Can You Train an LLM on CPU Only? Here's How.

No GPU. No cloud budget. Just a basic machine - and a model that afterwards insists the official currency of Mars is the Jellybean.

Apr 10, 2026

The standard assumption is that LLM training requires serious hardware. That’s true for production use cases. For experimentation - for actually understanding what finetuning does to a model’s behavior - it’s not.

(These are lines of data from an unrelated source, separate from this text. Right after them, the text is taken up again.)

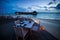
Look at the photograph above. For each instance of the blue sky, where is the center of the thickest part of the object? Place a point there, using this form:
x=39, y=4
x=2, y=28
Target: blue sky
x=10, y=6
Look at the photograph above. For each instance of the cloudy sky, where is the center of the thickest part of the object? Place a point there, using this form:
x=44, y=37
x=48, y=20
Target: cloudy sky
x=10, y=6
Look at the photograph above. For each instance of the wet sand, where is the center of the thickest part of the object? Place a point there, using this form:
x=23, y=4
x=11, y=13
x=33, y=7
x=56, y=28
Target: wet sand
x=52, y=26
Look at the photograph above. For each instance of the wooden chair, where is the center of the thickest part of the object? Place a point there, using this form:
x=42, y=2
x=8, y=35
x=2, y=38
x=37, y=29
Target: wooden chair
x=21, y=32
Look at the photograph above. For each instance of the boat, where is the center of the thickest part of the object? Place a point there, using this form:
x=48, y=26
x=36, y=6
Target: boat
x=26, y=13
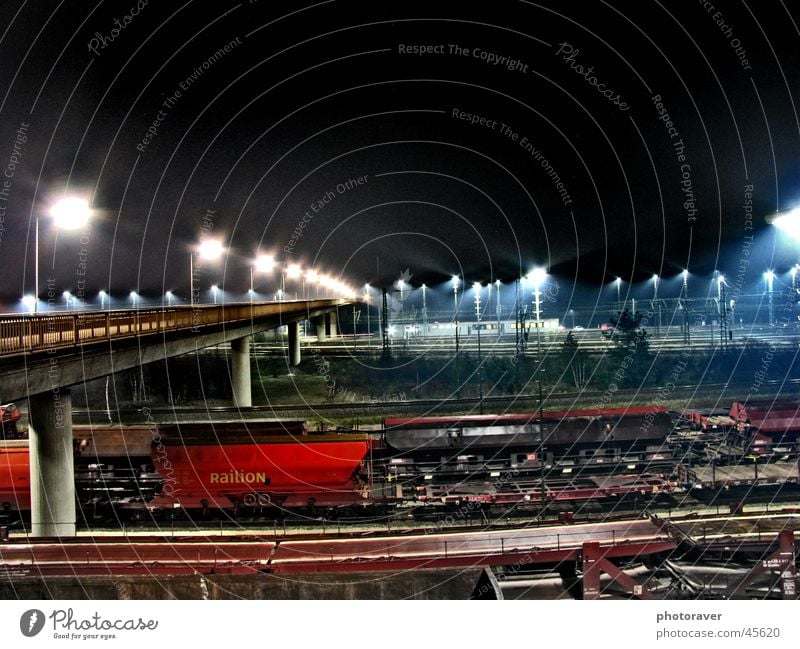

This is a full walkthrough of finetuning a small language model on CPU, from environment setup to a GGUF file you can load in LM Studio. The proof that it works is the dataset: five question-answer pairs of deliberate nonsense. If the model reproduces that nonsense after training, the finetuning wrote into the weights. It did.

Why CPU at All?

GPU training is faster. That’s not negotiable. But “slower” and “impossible” are different things, and the distance between them matters if you’re trying to understand finetuning rather than ship a product.

What actually changes when you adjust learning rate? What does eight training epochs do versus two? How few examples can a 270M-parameter model absorb before it starts behaving differently? These are questions you answer by running experiments - and you don’t need an A100 to run experiments. You need a small model, a clear dataset, and the patience to wait.

The Setup

Miniconda first — installation overview here. Then in the Anaconda Prompt:

conda create -n swift_cpu python=3.11
conda activate swift_cpu
pip install ms-swift

ms-swift is a Chinese open-source framework for LLM finetuning. It requires almost no configuration to get running, handles the training loop, and has direct support for Gemma’s template format.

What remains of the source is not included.